And although my minimal scenario probably doesn’t apply to the vast majority of the millions (billions?) using WordPress, I’d say that from the perspective of those who have to keep those sites running, ‘forcing’ an upgrade for the sake of more security, more features and more efficiency is the way to go.
Personally I had no idea that was any support for WordPress for nine years or even more. I think that’s insane. I’m ok with whatever proposal, of course, but I would definitely prefer a shorter ‘mandatory upgrade’ period. In my experience, most people (and that often includes yours truly), if they know that they have, say, nine years to upgrade their software, they will postpone such upgrades indefinitedly — and forget all about it until, 9 years later, I get a phone call asking why the site is down. Rather, I would definitely agree with the establishment of a culture of ‘regular upgrades’ — the idea of placing all sorts of warnings of ‘impeding obsolescence’ on the WP backoffice is a wonderful idea — simply because that means that end-users, even if clueless about whatever runs ‘below’ their websites, will at least get acquainted with the notion that they have to do their upgrades every once in a while.

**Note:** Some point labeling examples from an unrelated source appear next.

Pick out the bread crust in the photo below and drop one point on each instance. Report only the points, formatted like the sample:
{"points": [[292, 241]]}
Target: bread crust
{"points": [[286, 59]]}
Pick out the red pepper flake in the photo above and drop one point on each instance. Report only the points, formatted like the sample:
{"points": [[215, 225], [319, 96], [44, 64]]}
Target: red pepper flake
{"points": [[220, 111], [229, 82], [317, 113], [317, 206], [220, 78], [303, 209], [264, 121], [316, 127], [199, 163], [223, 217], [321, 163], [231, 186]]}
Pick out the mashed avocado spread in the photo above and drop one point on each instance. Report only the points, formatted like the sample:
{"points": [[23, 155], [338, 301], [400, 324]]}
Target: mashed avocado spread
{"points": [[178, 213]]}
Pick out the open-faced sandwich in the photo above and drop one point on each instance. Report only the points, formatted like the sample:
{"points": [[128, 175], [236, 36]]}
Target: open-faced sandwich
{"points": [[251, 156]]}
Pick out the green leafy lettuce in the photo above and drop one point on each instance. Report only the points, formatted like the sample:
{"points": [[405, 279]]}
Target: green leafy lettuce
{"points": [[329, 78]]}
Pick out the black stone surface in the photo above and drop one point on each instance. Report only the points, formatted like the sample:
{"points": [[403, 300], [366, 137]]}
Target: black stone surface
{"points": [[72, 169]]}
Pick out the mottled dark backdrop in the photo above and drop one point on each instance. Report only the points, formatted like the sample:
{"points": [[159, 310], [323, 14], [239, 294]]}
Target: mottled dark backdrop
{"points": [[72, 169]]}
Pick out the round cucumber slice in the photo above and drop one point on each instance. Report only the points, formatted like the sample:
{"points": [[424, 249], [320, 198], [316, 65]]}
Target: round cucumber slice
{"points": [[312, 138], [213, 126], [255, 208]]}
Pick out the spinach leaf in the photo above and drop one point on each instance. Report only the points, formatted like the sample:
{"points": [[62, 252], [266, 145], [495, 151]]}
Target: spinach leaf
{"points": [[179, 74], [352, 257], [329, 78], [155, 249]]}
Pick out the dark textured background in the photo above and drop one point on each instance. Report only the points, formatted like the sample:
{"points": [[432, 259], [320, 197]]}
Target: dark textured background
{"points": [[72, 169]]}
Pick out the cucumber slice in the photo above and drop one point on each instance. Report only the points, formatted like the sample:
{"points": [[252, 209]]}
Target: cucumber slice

It’s a bit like the issue with domain names. Most of my end-users don’t have a clue what a ‘domain name’ is, why they have to regularly pay for one, or what is involved in setting one up and making sure that ‘it works’. In fact, they only figure out that something is wrong when the site disappears or no more email is coming in. In that regard, even if some registrars allow long-term registration with discounts (say, 5 years…), these are actually counter-productive IMHO — because the end-user will just be bothered twice per decade and obviously not remember what they did have to go through on the last time they defaulted on their payments… while, on the other hand, having domain names being paid every year means that end-users will very likely figure out a way to automate the process so that they don’t need to bother with it every year.
The same, IMHO, should apply to PHP and, ultimately, WordPress. If end-users are made aware that they have to do a major upgrade ‘every year or so’, they will be better prepared — at least psychologically — to deal with often-recurring upgrades, and that means keeping up to date with the latest stable versions. Remaining stuck with a 9-year-old WordPress installation ‘just because we can’ is, well… a risky attitude, inviting hackers, scammers and spammers to easily defeat old, well-known security flaws. And then it’s up to sysadmins and website designers to clean up the mess…
It’s also not only WordPress: it’s the whole ecosystem with its plugins and themes. When WP (or PHP…) gets bumped up a version or two, things start to fail. Plugin maintainers who have been very active in the past may have, for all purposes, abandoned them (again, I’m guilty of having that attitude as well towards my own few published plugins… I simply cannot keep up with everything!); by contrast, those who constantly upgrade their plugins and themes will necessarily ‘bump up’ their own code to the latest & greatest — and if end-users are reluctant to do the same to WordPress + PHP + MySQL, well, their sites will stop working. Simple.
So, sure, I subscribe to this proposal, and I’d be more than fine with even shorter support times (anything over 5 years is, IMHO, excessive).
I can relate to this (I have one server that I can’t update PHP because the database code is spaghetti).
But I come to a different conclusion, based on WP’s history. I can keep running the same old version, and it will get security updates, although my plugins won’t.
This is the mentality we have trained our users to. This is what we need to address with some changes in policy.
WP is after all, GPL, so it is offered “as-is, no warranty”.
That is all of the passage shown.